Peru has announced new lockdowns for 10 of its 25 regions, including the capital Lima, as Covid-19 cases rise and hospitals reach a breaking point. The lockdowns will start on January 31.

The country is also racing to address a shortage of intensive care unit (ICU) beds for Covid-19 patients, Peru's President Francisco Sagasti, said during a televised address on Tuesday evening.

"We expect to add another 350 (beds) in the next two weeks," he said.

An aggressive second wave has seen Peru pass 40,000 Covid-19 deaths on Tuesday, according to data released by the country's Health Ministry.

Infections are also spiraling -- with about 100,000 new cases recorded in the last month alone -- as officials warn of burned out doctors and overwhelmed intensive care wards.

Not enough

Alicia Abanto, an official at Peru's Ombudsman office, told CNN that Sagasti's announcement was a good step amid the aggressive second wave, but it probably won't be enough.

She explained that 1,829 of Peru's 1,931 ICU beds in the country are currently occupied. "There are only 102 beds available across the country, and this figure is not enough for a country with 25 regions," Abanto said.

Some regions have no ICU beds available, while at least 16 regions have less than three beds available for incoming patients. "These are regions that could cover 1 million people," Abanto added.

The shortages could soon force doctors into painful choices. Dr. Rosa Luz López oversees the ICU at Guillermo Almenara Hospital in Lima. Her team decides which patient gets an ICU bed when one is available.

"You are doing what you can.. that's it, it is like flipping a coin," she told CNN.

So far, they have managed to triple the number of beds in her unit, but López says it will not be enough.

Meanwhile, Jesus Valverde, President of the Society of Intensive Medicine and a doctor at Dos de Mayo hospital in Lima, told CNN he has asked health officials to not add any more beds -- because there are not enough doctors to cover them.

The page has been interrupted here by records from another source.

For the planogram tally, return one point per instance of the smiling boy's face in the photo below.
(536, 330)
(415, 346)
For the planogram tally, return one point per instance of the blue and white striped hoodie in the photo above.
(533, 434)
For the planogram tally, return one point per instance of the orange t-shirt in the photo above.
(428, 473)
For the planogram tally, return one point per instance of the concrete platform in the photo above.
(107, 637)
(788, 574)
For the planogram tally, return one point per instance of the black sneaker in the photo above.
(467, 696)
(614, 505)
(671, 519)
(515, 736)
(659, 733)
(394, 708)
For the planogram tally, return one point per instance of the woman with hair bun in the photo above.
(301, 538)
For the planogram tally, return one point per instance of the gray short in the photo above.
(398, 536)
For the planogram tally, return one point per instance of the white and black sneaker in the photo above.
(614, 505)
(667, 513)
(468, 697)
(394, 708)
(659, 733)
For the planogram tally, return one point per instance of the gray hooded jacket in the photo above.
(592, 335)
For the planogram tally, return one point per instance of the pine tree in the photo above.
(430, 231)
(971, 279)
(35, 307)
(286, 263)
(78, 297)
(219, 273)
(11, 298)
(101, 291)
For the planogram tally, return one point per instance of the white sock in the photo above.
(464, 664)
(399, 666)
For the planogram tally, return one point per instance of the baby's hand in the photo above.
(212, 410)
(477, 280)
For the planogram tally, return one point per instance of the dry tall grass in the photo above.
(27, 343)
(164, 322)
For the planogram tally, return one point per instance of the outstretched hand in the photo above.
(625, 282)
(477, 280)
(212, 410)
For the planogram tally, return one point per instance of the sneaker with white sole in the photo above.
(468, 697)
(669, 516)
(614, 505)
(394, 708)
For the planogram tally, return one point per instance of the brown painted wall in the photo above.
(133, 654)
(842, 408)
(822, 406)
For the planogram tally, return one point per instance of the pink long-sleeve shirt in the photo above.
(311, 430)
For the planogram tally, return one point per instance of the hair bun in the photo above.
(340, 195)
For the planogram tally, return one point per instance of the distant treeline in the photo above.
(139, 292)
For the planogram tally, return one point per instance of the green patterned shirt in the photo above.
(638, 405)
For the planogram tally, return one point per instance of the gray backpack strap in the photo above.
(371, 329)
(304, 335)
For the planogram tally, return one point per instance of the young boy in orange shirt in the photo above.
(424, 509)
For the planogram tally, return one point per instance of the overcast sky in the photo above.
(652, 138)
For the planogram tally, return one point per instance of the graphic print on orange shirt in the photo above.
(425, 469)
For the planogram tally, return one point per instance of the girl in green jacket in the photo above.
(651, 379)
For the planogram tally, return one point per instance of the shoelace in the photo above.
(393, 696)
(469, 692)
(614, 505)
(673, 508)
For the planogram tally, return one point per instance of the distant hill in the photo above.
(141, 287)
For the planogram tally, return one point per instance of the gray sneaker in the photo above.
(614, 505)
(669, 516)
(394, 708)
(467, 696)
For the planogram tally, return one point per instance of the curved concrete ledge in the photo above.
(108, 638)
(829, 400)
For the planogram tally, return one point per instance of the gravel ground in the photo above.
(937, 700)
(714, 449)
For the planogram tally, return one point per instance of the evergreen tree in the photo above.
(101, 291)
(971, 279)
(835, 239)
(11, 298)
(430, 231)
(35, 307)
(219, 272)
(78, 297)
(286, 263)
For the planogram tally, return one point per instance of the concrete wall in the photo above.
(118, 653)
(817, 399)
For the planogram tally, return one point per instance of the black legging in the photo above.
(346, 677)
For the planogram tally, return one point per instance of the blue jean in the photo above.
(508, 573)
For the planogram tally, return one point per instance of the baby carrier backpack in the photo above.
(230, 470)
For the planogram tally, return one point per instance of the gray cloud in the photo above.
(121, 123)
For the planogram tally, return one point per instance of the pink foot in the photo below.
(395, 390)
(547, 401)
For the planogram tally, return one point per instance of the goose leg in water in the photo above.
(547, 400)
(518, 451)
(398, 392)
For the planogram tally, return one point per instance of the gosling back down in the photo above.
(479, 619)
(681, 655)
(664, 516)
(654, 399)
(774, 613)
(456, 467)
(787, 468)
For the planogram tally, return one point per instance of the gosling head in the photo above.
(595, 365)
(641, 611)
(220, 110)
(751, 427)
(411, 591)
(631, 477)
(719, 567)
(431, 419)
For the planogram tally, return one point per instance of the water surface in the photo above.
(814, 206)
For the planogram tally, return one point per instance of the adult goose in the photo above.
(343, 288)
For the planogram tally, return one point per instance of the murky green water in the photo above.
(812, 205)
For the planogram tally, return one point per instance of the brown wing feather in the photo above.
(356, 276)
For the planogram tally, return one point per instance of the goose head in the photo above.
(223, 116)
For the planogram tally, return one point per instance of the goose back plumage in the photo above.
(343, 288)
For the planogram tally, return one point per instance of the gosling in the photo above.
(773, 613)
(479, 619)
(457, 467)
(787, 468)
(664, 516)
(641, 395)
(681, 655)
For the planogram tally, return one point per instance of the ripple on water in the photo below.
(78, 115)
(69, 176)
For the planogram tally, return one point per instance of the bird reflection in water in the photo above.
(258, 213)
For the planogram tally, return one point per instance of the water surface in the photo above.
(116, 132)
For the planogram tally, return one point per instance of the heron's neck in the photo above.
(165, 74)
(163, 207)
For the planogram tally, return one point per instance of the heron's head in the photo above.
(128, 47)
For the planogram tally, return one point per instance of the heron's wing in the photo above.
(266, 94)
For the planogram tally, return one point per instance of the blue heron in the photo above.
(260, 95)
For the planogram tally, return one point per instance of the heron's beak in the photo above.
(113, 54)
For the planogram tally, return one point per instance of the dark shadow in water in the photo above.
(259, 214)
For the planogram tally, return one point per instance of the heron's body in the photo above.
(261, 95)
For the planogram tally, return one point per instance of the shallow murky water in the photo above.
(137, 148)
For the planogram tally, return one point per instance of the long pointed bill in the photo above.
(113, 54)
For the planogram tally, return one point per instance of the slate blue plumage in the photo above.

Doctors are stretched too thin across the country, he says.

All 50 beds in his hospital's ICU beds are occupied, and his colleagues are "exhausted, tired, sick," he says.

Nationwide, covering the more than 1,800 occupied ICU beds would ideally require 1,250 doctors, he said. Instead, the country's "600 doctors are working double or triple shifts to cover this shortfall."

Last week, a handful of Peruvian medics went on a hunger strike to demand more investment in the country's health sector.

Amid mounting criticism, President Sagasti said Tuesday that Peruvians should expect the first million doses of China's Sinopharm vaccine to arrive in the next few days.

The vaccine has yet to be approved by Peruvian regulators, but Sagasti said the government plans to begin the vaccination campaign in February with frontline health workers getting the immunizations first.

The Peruvian government has also finalized two other agreements with Sinopharm for half million doses in February and 1.5 million doses in March, he said.